| 要旨トップ | 目次 | 日本生態学会第63回全国大会 (2016年3月、仙台) 講演要旨
ESJ63 Abstract


一般講演(ポスター発表) P1-338 (Poster presentation)

絶滅危惧種ニホンイヌワシの遺伝的多様性の解析

*佐藤 悠(京大・野生動物),前田 琢(岩手県環境保健センター), Rob Ogden(Royal Zoological Society of Scotland),井上-村山美穂(京大・野生動物)
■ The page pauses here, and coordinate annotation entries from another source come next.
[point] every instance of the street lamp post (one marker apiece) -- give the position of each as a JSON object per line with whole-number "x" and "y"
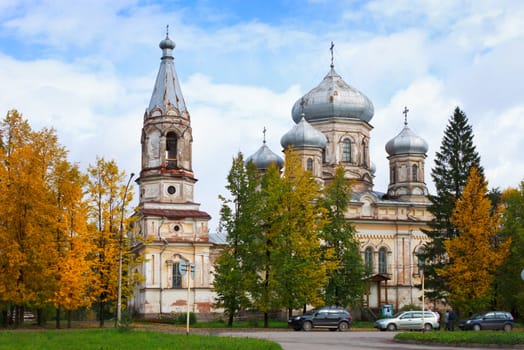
{"x": 119, "y": 302}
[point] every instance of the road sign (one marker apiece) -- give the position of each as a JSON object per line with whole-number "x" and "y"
{"x": 182, "y": 267}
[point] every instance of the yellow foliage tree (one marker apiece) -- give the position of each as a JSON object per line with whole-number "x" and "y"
{"x": 33, "y": 215}
{"x": 477, "y": 252}
{"x": 106, "y": 190}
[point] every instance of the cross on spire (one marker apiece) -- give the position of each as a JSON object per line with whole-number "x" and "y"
{"x": 331, "y": 49}
{"x": 405, "y": 112}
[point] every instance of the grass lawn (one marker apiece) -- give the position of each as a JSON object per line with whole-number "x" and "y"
{"x": 465, "y": 337}
{"x": 114, "y": 339}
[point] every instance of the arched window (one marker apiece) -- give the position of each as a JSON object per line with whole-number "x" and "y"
{"x": 414, "y": 172}
{"x": 382, "y": 261}
{"x": 171, "y": 144}
{"x": 177, "y": 277}
{"x": 368, "y": 259}
{"x": 309, "y": 164}
{"x": 364, "y": 153}
{"x": 393, "y": 175}
{"x": 346, "y": 151}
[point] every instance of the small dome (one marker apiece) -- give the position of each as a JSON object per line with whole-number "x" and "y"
{"x": 264, "y": 157}
{"x": 333, "y": 98}
{"x": 406, "y": 142}
{"x": 303, "y": 135}
{"x": 373, "y": 168}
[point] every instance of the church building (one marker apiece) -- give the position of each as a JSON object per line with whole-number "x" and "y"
{"x": 178, "y": 254}
{"x": 332, "y": 125}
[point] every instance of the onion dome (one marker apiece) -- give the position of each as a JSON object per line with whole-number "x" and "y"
{"x": 303, "y": 135}
{"x": 373, "y": 168}
{"x": 264, "y": 157}
{"x": 333, "y": 98}
{"x": 167, "y": 95}
{"x": 406, "y": 142}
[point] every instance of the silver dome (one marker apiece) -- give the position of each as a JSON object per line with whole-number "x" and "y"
{"x": 406, "y": 142}
{"x": 264, "y": 157}
{"x": 333, "y": 98}
{"x": 303, "y": 135}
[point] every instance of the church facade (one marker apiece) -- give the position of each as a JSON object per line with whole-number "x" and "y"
{"x": 332, "y": 126}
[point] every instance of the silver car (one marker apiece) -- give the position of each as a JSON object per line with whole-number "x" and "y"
{"x": 410, "y": 320}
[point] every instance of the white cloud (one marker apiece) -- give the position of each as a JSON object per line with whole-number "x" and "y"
{"x": 91, "y": 80}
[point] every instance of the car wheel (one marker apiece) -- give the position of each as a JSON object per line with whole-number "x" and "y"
{"x": 307, "y": 326}
{"x": 343, "y": 326}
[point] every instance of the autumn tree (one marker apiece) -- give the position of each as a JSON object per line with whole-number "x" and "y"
{"x": 475, "y": 253}
{"x": 73, "y": 243}
{"x": 106, "y": 189}
{"x": 453, "y": 162}
{"x": 345, "y": 286}
{"x": 34, "y": 227}
{"x": 510, "y": 291}
{"x": 293, "y": 218}
{"x": 235, "y": 266}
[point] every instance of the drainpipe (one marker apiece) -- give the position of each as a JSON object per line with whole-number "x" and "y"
{"x": 164, "y": 241}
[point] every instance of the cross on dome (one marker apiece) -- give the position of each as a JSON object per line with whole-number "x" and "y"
{"x": 331, "y": 49}
{"x": 405, "y": 112}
ニホンイヌワシ(Aquila chrysaetos japonica)は日本周辺にのみ生息しており、絶滅危惧IB類に指定されている。生態研究により多くの情報が得られているが、遺伝的多様性の評価や近親交配についてはこれまで十分な情報が無かった。域外保全も視野に入れた保全や繁殖を行う上で、遺伝情報は必須である。本研究では主要な生息地の一つである岩手県を中心に試料を収集し、マイクロサテライトによる遺伝的多様性の解析とmtDNAのControl Region(CR)とPseudo Control Region(ΨCR)のハプロタイプ多様度の解析を行った。また動物園の飼育集団についても同様に解析した。

マイクロサテライト解析には野生65試料(岩手県62、青森県1、栃木県1)、飼育24試料(野生由来10、繁殖14)を用い、イヌワシで新規開発したマーカー16種および近縁種のマーカー11種の計27マーカーの型判定を行った。mtDNAハプロタイプ解析には、野生31試料(岩手県29、青森県1、栃木県1)と飼育15試料(野生由来7、繁殖8)を用い、CR(444 bp)およびΨCR(472 bp)の塩基配列を解読した。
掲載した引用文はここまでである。